Daniel Molnar aka soobrosa about talks/tv music articles translations

Redshift is like crack, it’s so superfast you just can’t go back to anything normal. Feels like an MVP where you don’t get all the jingles of a proper PSQL, but it’s blazing fast and you keep smiling and forget about all the bad parts — if you would like to do something more sophisticated, your options are quite limited like Torsten did on expanding JSON arrays or figuring out how many bytes long are actually unicode strings ?
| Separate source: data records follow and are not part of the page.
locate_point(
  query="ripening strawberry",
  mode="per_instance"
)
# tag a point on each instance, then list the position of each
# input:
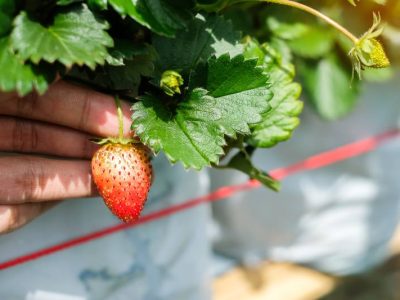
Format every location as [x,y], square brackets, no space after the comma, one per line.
[122,174]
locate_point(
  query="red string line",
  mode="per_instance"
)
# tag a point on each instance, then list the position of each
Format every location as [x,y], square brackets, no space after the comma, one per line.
[314,162]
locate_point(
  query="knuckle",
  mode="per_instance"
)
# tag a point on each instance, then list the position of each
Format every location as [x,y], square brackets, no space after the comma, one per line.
[32,179]
[9,219]
[27,105]
[25,136]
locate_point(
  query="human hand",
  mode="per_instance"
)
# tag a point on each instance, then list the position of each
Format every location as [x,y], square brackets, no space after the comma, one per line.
[57,124]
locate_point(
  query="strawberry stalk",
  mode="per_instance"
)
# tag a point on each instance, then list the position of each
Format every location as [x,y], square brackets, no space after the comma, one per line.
[120,118]
[318,14]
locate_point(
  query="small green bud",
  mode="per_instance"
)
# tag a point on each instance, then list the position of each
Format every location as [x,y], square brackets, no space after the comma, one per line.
[368,52]
[170,82]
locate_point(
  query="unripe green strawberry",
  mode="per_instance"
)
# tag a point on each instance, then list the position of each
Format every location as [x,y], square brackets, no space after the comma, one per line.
[122,174]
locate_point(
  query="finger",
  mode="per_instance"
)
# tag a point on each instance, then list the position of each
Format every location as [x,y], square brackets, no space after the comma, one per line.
[35,179]
[15,216]
[72,106]
[21,135]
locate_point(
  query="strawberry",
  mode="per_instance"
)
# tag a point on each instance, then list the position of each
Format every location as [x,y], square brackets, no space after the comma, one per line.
[122,174]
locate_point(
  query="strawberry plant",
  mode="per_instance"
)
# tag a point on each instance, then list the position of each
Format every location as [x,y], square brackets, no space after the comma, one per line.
[210,81]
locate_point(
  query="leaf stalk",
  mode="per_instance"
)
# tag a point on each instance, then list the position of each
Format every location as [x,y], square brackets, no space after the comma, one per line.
[316,13]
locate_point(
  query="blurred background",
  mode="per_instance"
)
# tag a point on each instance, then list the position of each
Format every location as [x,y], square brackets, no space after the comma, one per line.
[332,233]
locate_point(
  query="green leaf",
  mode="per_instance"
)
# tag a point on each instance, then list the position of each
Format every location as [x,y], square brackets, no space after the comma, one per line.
[194,131]
[281,119]
[7,8]
[328,85]
[161,16]
[206,35]
[21,77]
[128,64]
[75,37]
[310,40]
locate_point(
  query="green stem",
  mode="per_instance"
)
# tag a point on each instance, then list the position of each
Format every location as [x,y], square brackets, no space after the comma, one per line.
[316,13]
[120,117]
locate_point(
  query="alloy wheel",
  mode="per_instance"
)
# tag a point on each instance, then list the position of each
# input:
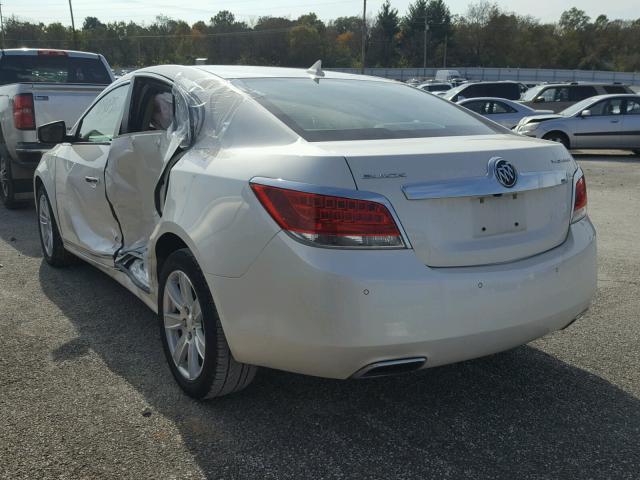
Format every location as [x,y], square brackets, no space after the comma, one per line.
[183,325]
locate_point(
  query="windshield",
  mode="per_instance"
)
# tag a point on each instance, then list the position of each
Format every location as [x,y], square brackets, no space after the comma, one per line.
[336,109]
[576,107]
[532,93]
[52,69]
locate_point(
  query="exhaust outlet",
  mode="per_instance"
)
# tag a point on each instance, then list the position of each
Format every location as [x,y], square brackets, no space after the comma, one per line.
[390,367]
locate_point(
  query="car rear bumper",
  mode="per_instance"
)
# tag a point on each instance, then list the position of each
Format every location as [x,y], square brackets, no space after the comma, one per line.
[330,313]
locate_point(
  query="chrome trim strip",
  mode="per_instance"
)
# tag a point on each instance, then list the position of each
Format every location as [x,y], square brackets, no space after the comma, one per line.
[483,186]
[338,192]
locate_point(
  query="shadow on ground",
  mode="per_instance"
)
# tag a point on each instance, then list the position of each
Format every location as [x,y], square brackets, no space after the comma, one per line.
[520,414]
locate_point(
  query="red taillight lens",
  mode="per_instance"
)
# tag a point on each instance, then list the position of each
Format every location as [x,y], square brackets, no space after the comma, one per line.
[23,114]
[580,202]
[328,220]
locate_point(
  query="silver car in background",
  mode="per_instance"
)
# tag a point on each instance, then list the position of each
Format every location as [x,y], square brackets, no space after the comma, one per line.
[604,121]
[505,112]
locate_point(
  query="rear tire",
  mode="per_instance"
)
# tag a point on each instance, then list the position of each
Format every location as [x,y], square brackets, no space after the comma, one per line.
[558,137]
[7,185]
[192,337]
[53,250]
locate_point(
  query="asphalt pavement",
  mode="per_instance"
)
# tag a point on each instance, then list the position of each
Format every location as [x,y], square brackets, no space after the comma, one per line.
[85,391]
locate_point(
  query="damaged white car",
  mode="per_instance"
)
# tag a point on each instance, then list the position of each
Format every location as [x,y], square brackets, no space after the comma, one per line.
[321,223]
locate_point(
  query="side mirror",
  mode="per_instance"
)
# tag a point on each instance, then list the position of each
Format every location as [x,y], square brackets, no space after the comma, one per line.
[54,132]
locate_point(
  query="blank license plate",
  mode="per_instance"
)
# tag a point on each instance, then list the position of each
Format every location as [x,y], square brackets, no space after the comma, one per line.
[497,215]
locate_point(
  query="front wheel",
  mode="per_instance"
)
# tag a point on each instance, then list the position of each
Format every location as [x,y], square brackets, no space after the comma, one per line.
[194,342]
[7,185]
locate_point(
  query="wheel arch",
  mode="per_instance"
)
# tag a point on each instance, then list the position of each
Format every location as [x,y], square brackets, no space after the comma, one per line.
[167,238]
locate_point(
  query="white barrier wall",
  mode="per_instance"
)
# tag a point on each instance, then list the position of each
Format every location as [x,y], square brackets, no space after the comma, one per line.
[520,74]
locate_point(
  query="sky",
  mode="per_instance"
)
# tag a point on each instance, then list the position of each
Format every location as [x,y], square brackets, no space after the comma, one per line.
[140,11]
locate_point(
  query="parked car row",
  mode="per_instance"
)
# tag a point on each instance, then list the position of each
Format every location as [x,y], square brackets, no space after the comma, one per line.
[578,115]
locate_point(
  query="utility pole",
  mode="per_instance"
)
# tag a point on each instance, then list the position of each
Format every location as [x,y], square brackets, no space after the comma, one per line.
[2,26]
[364,35]
[73,27]
[424,59]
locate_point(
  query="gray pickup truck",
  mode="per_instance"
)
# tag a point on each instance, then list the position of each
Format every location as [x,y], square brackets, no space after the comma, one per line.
[38,86]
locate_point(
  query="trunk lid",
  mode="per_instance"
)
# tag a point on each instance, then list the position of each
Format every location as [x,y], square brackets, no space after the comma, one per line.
[453,209]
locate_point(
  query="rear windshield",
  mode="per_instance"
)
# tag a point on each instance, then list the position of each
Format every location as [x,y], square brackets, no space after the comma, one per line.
[336,109]
[52,69]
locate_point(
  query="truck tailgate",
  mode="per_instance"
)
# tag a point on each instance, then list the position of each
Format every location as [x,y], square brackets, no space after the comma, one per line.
[66,102]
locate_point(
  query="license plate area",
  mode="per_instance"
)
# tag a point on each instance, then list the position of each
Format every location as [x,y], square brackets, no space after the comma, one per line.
[498,214]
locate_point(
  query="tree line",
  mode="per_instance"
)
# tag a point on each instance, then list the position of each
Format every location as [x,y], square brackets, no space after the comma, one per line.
[485,35]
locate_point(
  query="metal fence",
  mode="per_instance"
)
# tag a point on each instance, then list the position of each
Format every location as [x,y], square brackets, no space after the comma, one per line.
[518,74]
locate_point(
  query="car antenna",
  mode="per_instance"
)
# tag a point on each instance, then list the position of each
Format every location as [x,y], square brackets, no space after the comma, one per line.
[315,71]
Dear Santa, how about some UDFs? And if it’s okay with you just talk to the Eastern Bunny she will deliver them. Until then what you can do is actually juggling with window functions.

Let’s say we have a table with events and we’re trying to extract user session flows from this source. Also we’re trying to condense this flow to the smallest meaningful representation — possibly a string we can grep and count on.

We will cram an event into a two-digit decimal number — if we want properly unambigous grepping on the ‘string’ we can have a maximum of 5*5 = 25 unique events then each digit can be either in an odd or even position in the number we end up with. (Any 10-digit scheme maxes out at 36 as Torsten properly pointed out.)

CREATE TEMP TABLE event_dict AS (
 SELECT 10 AS key, ‘Login’ AS value UNION ALL
 SELECT 12 AS key, ‘Signup’ AS value UNION ALL
 SELECT 14 AS key, ‘TaskCreate’ AS value UNION ALL
 SELECT 16 AS key, ‘ListCreate’ AS value UNION ALL
 SELECT 18 AS key, ‘TaskUpdate’ AS value UNION ALL
 SELECT 30 AS key, ‘ListUpdate’ AS value UNION ALL
 SELECT 32 AS key, ‘Sync’ AS value UNION ALL
 …
 SELECT 98 AS key, ‘Logout’ AS value
);

Let’s say you keep a segment table with segment_name and user_id rows and you have chart.io to filter them on. Let’s grab a random 10k sample.

WITH universe AS
(
 SELECT s.user_id
 FROM users u, segments s
 WHERE u.user_id = s.user_id
 AND segment_name = {SEGMENT}
 ORDER BY RANDOM()
 LIMIT 10000
),
events AS
(
 SELECT date, u.user_id, event
 FROM events ew, universe u
 WHERE u.user_id = ew.user_id
 ORDER BY 1
),

Let’s number all the events by user_id in time, encode the interesting ones with the event dictionary to two digit numbers then shift the two digit codes one by one by two digits and sum the partials. From 98, 12, 16, 18 we get 18161298 so that the event happened first is the last two digit number. A bigint let us cram 9 events into one column.

numbered AS
(
 SELECT date, user_id, key,
 ROW_NUMBER() OVER 
 (
  PARTITION BY user_id
  ORDER BY user_id, date ASC
 )
 FROM events, event_dict
 WHERE event_dict.value = event
 ORDER BY 2, 1
),
shifted AS
(
 SELECT date, user_id, key, row_number,
 key * power(100, row_number — 1) AS bits
 FROM numbered
 WHERE row_number < 10
),
collapsed AS
(
 SELECT user_id, SUM(bits)::BIGINT
 FROM shifted
 GROUP BY 1
),

Finally we can see what are the typical flows.

SELECT sum AS onboarding, COUNT(sum),
ROUND(COUNT(sum)::FLOAT / 
  (SELECT count(*) FROM collapsed) *100, 2) AS pcent
FROM collapsed
GROUP BY 1
ORDER BY 3 DESC
LIMIT 20;

Big thanks fly out to Torsten for encouraging me to delve into the rabbit hole of windows functions.